Chandralekha galt als die Grande Dame des modernen indischen Tanzes und war zugleich auch seine kontroverseste Choreografin. Padmini Chettur, zeitgenössische Tänzerin und Choreografin, verfolgt in Philosophical Enactment I die Ursprünge ihres künstlerischen Ansatzes zurück zu Chandralekha.
Mit der Reihe Bloodlines würdigt Stephen Petronio schließlich postmoderne amerikanische Choreografen, die ihn während seiner Karriere als Tanzschaffender inspiriert haben und zeigt Werke von Künstlerinnen und Künstlern wie Merce Cunningham, Steve Paxton und Yvonne Rainer.
Darüber hinaus sind u.a. Choreografien von Nacera Belaza und Dominique Bagouet zu sehen. Christoph Winkler würdigt Ernest Berk.
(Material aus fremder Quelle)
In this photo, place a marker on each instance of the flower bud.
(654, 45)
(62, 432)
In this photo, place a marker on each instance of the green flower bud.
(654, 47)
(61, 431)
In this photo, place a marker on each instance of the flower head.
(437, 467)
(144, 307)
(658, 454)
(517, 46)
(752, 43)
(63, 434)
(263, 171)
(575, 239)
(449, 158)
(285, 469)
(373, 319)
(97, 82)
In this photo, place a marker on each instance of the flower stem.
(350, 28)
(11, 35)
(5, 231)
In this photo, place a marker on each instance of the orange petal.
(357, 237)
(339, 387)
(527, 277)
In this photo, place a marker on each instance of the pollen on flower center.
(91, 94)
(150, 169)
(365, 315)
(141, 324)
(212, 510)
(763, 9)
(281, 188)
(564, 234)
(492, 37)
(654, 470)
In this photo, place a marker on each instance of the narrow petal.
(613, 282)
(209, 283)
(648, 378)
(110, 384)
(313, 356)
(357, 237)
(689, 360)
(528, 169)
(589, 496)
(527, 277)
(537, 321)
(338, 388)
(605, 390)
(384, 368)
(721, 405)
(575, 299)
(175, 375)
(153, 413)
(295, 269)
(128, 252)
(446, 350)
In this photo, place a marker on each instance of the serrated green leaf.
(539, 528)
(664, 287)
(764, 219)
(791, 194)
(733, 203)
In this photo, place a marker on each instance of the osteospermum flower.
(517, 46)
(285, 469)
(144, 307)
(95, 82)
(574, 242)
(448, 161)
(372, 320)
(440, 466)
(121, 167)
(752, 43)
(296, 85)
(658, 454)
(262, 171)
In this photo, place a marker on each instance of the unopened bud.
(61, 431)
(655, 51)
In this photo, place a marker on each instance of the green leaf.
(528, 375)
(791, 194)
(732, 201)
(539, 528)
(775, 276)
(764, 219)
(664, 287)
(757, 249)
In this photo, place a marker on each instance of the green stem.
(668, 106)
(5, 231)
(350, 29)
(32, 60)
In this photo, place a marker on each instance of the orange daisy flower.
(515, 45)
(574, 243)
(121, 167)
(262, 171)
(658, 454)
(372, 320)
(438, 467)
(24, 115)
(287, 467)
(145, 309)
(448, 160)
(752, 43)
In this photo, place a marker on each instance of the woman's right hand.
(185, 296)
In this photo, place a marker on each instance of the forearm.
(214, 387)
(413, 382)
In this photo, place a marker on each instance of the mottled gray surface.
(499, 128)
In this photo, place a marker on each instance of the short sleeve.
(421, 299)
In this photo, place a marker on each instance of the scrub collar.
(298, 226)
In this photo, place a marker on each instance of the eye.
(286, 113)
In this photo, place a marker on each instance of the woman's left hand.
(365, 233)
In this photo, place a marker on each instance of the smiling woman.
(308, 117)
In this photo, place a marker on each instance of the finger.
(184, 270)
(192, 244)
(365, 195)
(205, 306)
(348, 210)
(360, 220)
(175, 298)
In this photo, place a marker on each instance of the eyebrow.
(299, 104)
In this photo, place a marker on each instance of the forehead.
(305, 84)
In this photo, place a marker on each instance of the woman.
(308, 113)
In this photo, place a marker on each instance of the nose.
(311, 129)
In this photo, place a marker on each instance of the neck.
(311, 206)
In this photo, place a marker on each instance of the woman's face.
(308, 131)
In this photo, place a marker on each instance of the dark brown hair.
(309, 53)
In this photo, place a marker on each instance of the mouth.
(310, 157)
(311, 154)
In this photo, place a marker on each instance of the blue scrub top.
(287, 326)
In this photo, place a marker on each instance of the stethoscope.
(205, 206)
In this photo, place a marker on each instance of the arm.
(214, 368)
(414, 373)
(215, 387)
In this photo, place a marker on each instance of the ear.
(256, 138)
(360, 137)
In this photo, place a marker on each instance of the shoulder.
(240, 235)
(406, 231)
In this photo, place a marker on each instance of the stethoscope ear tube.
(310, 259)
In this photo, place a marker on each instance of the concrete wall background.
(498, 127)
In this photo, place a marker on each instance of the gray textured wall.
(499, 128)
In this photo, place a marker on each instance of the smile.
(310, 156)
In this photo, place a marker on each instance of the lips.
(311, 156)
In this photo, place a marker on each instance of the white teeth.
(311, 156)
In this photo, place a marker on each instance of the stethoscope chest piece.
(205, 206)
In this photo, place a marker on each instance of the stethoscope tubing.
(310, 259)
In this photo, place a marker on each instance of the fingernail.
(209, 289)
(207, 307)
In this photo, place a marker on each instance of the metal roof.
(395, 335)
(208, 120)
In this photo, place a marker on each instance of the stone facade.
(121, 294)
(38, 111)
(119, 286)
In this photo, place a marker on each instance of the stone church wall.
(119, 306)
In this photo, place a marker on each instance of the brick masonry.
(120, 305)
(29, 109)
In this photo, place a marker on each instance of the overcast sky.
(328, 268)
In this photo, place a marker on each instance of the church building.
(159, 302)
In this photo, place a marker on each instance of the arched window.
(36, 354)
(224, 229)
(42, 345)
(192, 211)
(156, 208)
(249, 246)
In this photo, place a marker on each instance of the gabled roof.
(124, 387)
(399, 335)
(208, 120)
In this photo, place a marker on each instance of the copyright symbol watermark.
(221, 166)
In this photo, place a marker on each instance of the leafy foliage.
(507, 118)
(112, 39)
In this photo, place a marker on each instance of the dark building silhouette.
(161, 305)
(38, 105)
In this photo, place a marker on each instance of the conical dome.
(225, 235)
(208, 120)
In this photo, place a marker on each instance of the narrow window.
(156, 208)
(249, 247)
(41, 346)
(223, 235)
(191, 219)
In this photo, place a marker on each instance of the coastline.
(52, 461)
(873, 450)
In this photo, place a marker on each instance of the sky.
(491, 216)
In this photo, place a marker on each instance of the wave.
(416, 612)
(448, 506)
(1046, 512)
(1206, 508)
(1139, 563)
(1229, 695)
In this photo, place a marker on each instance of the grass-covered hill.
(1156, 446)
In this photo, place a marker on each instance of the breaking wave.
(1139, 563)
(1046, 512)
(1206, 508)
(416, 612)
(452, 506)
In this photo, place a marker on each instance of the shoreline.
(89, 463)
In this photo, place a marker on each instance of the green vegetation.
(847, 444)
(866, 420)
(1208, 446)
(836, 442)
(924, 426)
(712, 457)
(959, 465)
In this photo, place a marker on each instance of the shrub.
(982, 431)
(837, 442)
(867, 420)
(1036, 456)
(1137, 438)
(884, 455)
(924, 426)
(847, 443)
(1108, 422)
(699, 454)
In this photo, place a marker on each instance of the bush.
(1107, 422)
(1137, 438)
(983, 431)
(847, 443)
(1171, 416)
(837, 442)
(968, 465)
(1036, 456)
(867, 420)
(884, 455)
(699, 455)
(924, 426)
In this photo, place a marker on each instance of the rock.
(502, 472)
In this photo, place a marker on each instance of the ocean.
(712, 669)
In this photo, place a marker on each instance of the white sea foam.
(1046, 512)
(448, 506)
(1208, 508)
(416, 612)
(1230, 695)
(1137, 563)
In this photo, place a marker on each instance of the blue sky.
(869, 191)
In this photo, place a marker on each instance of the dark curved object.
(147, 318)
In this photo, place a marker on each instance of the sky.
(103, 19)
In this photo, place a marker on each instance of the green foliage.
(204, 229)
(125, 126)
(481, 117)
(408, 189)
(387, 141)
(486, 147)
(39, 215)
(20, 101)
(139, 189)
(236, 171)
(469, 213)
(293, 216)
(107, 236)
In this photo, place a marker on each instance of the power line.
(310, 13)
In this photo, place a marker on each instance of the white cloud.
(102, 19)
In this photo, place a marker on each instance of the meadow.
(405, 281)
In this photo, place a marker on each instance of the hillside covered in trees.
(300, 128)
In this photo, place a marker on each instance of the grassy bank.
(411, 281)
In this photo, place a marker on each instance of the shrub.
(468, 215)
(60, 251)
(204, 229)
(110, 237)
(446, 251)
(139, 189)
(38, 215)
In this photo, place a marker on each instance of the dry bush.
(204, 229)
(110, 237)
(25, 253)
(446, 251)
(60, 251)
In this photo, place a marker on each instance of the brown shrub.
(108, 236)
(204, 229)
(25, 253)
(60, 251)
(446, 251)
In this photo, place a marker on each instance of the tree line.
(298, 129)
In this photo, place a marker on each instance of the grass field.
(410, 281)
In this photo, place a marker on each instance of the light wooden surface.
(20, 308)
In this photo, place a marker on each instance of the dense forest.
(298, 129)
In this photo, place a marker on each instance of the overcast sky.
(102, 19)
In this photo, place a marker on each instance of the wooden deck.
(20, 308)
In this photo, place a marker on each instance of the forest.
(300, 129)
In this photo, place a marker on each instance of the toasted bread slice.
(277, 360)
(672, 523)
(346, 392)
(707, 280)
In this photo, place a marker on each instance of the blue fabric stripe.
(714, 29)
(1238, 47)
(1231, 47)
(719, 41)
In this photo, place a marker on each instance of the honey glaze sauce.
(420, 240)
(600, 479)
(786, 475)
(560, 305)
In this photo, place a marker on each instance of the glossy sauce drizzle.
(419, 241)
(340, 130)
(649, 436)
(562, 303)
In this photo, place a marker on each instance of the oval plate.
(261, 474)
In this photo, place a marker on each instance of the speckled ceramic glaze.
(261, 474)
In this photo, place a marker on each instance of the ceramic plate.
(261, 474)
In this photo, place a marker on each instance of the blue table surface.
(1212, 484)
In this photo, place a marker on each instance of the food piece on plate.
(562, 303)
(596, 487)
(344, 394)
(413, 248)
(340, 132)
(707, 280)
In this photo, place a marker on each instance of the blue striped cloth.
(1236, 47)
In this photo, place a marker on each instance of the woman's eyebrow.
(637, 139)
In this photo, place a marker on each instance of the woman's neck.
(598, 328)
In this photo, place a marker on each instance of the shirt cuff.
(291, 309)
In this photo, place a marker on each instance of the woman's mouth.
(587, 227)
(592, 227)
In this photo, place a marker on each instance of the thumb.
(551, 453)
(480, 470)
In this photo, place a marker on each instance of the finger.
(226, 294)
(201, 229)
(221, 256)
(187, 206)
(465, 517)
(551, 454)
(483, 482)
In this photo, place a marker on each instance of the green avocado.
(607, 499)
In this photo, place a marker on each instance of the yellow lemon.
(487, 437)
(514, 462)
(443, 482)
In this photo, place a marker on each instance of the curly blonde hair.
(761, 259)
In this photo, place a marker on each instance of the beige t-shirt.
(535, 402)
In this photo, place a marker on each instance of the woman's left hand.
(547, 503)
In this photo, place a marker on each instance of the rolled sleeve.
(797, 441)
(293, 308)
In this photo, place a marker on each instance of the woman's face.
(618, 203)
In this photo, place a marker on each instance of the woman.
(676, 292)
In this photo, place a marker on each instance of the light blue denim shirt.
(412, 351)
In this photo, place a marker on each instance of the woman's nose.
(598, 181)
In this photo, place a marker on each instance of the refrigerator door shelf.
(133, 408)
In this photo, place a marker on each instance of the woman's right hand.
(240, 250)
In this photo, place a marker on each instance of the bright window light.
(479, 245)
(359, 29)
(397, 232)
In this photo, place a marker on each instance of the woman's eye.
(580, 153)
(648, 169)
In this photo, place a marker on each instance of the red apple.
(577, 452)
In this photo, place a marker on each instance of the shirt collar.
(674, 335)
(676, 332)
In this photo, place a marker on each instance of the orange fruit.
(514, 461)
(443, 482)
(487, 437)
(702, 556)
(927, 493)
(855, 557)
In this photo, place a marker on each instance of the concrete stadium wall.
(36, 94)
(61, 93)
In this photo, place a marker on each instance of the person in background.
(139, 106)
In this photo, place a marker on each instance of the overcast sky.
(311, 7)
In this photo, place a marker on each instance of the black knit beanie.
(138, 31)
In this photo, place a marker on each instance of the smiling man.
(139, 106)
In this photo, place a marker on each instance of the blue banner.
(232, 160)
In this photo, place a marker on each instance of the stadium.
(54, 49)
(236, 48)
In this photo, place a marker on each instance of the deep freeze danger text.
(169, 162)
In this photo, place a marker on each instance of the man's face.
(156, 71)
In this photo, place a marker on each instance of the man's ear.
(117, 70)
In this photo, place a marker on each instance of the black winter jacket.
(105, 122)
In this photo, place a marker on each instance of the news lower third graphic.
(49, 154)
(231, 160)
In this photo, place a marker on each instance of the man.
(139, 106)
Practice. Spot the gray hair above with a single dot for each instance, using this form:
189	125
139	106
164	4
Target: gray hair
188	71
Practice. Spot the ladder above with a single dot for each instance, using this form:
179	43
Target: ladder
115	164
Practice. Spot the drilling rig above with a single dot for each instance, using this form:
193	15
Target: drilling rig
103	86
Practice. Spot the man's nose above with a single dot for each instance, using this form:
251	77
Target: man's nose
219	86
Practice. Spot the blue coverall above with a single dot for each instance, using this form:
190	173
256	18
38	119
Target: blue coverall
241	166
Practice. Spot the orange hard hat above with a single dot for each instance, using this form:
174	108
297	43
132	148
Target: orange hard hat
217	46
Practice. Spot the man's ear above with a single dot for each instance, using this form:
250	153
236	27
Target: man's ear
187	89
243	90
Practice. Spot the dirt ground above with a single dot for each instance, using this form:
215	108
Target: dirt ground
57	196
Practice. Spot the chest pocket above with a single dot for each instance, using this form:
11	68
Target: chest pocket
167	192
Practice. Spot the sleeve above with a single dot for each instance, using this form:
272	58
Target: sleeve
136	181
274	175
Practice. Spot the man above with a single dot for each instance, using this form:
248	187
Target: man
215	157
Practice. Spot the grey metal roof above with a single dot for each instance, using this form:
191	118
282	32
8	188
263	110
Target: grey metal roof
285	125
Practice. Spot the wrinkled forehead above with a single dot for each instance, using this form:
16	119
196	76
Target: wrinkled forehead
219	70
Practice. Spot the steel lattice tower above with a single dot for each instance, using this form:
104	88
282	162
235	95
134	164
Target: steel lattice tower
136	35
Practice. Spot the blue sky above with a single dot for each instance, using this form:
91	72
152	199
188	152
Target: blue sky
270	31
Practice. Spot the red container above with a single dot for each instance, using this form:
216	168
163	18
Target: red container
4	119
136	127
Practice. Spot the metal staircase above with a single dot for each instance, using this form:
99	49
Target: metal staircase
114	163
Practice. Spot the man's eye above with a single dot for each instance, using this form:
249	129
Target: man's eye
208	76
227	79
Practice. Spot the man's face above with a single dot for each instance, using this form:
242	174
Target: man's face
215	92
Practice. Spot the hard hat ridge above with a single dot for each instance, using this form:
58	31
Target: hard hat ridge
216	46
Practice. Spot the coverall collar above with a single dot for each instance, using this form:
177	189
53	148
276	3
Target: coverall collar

Martin Stiefermann und Brit Rodemund rekonstruieren herausragende Soli von Anita Berber, Takao Kawaguchi performt das Duett The Sick Dancer nach Texten von Butoh-Gründer Tatsumi Hijikata.
Weitere Diskurse, Buchvorstellungen und Vorträge u.a. mit Aleida und Jan Assmann, Irene Sieben, Scott deLahunta, Ong Keng Sen, Susan Manning sowie eine Filmvorführung von und mit Volker Schlöndorffs Nur zum Spaß – nur zum Spiel. Kaleidoskop Valeska Gert komplettieren das Festivalprogramm.
Das Gesamtprojekt wird kuratiert von Johannes Odenthal, Nele Hertling, Heike Albrecht, Madeline Ritter, Gabriele Brandstetter und Ong Keng Sen.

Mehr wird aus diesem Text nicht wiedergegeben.